By: Gabrielle Wanneh and Dan Novack, Captial News Service
WASHINGTON – The nation’s capital and the late Elijah Cummings’s hometown of Baltimore are observing three days of commemorations of his life this week, slightly slowing the House impeachment inquiry.
But Cummings’s oversight panel intends to carry on his work, Acting Chairwoman Carolyn Maloney, D-New York, said.
“The work of the Committee on Oversight and Reform will continue uninterrupted despite our heavy hearts – as Chairman Cummings would have wanted,” Maloney said in a statement Monday. “We will continue to pursue the impeachment inquiry with vigor in support of the investigation led by the Intelligence Committee.”
House investigators scheduled just two interviews this week: William Taylor, the acting U.S. ambassador to Ukraine testified behind closed doors Tuesday, and Laura Cooper, deputy assistant secretary of defense for Ukraine, Russia and the Balkans, is set to appear Wednesday.
Cooper is a career public servant who investigators hope will shed light on the decision by the Trump administration to withhold military aid from Ukraine. White House Chief of Staff Mick Mulvaney said Thursday the aid was held back to persuade Ukraine to investigate the 2016 presidential election and advance President Donald Trump’s political aims.
Mulvaney tried to walk back that statement over the weekend.
In a series of text messages released to the public, Taylor wrote to Ambassador to the European Union Gordon Sondland Aug. 17, “I think it’s crazy to withhold security assistance for help with a political campaign.” Taylor confirmed in his testimony Tuesday that he was told by administration officials the military aid was dependent on public assurances from Ukraine that it would investigate the Bidens, according to reporting from multiple news outlets.
Earlier in the day, Trump described the impeachment proceedings as a “lynching,” prompting sharp rebukes from both parties for using incendiary language to compare a constitutional proceeding to a racist act of terrorism.
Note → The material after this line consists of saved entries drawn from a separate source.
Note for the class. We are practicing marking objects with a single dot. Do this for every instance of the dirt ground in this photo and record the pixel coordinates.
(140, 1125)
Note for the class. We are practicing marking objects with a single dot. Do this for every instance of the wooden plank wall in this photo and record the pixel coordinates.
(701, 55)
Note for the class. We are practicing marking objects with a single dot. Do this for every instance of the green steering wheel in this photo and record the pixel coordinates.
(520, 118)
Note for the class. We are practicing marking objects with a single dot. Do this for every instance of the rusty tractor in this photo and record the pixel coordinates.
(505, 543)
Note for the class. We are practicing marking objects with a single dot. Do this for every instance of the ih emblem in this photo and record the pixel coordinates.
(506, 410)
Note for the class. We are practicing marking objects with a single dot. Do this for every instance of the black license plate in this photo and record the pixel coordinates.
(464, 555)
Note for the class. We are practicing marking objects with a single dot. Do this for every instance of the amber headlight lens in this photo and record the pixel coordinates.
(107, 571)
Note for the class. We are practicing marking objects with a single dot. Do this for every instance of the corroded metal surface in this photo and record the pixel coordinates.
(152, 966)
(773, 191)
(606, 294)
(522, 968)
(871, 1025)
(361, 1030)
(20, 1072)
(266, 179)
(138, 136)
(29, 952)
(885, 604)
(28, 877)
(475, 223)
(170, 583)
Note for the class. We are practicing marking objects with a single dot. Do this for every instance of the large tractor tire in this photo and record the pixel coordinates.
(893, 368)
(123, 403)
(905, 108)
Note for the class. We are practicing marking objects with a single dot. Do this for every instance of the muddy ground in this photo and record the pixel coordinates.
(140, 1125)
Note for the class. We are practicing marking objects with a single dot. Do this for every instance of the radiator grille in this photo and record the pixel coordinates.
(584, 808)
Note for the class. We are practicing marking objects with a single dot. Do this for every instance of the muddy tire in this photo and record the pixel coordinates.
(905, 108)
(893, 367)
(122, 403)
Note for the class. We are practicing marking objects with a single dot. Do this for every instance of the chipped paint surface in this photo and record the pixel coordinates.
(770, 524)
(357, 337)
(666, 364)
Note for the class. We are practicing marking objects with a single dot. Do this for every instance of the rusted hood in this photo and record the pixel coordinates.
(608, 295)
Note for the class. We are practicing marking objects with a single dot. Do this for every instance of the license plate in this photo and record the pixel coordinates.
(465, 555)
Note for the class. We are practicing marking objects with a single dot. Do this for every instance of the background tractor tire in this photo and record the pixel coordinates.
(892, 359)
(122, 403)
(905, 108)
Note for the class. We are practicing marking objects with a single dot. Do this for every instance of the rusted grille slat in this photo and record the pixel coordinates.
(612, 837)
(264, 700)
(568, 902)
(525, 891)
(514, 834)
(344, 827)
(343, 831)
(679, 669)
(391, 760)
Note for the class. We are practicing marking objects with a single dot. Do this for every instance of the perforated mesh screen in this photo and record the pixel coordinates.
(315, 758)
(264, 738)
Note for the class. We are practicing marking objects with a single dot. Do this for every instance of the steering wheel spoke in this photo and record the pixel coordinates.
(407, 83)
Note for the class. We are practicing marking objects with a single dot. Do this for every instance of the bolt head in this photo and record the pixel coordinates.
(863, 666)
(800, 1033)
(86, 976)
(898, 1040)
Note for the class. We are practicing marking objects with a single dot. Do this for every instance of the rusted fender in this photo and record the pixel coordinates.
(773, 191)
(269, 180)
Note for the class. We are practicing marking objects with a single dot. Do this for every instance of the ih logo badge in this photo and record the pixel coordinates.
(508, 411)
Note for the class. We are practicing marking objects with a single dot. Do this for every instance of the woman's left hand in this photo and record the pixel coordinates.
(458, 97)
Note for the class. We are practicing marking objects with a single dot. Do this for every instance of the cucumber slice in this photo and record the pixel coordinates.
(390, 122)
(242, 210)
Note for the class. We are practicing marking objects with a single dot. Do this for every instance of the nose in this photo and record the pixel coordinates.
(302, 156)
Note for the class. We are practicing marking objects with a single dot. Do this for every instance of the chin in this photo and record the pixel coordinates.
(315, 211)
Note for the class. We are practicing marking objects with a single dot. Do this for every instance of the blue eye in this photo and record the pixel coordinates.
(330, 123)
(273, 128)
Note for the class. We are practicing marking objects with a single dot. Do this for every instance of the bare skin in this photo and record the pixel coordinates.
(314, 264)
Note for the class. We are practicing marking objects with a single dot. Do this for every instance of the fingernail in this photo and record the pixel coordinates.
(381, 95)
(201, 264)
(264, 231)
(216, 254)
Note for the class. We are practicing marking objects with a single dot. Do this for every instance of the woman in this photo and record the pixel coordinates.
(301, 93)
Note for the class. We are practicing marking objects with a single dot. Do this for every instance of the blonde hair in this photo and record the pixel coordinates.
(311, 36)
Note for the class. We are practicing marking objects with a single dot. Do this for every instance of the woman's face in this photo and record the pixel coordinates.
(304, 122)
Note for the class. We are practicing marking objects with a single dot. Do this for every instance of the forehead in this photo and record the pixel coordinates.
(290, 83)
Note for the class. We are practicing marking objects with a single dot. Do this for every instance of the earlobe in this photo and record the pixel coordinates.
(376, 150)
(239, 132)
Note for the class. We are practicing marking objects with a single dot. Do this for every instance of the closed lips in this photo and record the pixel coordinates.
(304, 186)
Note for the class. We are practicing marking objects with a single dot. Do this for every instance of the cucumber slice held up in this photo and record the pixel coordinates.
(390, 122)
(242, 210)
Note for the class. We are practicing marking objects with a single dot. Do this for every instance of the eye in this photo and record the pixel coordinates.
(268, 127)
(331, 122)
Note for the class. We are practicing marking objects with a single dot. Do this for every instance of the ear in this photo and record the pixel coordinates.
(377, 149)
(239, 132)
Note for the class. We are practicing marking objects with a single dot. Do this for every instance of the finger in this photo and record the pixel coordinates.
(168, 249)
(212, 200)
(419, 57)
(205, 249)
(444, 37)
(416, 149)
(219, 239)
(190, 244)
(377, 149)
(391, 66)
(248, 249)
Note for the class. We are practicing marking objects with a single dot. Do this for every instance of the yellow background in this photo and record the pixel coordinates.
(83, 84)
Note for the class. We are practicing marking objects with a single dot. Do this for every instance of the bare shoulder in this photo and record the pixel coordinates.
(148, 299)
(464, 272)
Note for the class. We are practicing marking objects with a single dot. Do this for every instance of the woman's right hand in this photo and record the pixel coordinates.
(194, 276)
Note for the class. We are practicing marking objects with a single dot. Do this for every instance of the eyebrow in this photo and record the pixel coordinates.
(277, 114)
“For the President to liken impeachment to the extreme brutality, shame, and tragedy of lynchings is offensive and shameful,” House Majority Leader Steny Hoyer, D-Mechanicsville, said in a tweet.
Several depositions related to the impeachment probe have been delayed to accommodate three days honoring Cummings.
Morgan State University is scheduled to hold a public viewing and community celebration for Cummings Wednesday from 10 a.m. to 6 p.m. at the Murphy Fine Arts Center, followed by a tribute service from 6 p.m. to 8:30 p.m.
Among those scheduled to speak at the service are former Maryland Democratic Sen. Barbara Mikulski; Rep. John Sarbanes, D-Towson; Baltimore Mayor Barnard “Jack” Young; former Baltimore Mayor Stephanie Rawlings Blake; Maryland House of Delegates Speaker Adrienne Jones and Maryland Senate President Thomas V. Mike Miller.
On Thursday, the flag-draped coffin of the lawmaker will lie in the United States Capitol’s National Statuary Hall and Cummings will be remembered with speeches by congressional leaders, including House Speaker Nancy Pelosi, D-California; Hoyer; Sen. Ben Cardin, D-Maryland; Senate Majority Leader Mitch McConnell, R-Kentucky; and Senate Minority Leader Chuck Schumer, D-New York.
Cummings’s coffin will rest on the same catafalque that was used for the funeral of President Abraham Lincoln after his assassination in 1865 and has been used in many other official funerals since that time.
Cummings is the first black elected official and only one of three black individuals to receive the honor of lying in state in Statuary Hall. The ceremony will be open to members of Congress, the Cummings family and invited guests.
A public viewing will take place Wednesday from 1 p.m. to 7 p.m., with visitors entering through the Capitol Visitor Center.
Cummings’s funeral is scheduled for 8 a.m Friday at the New Psalmist Baptist Church in Baltimore.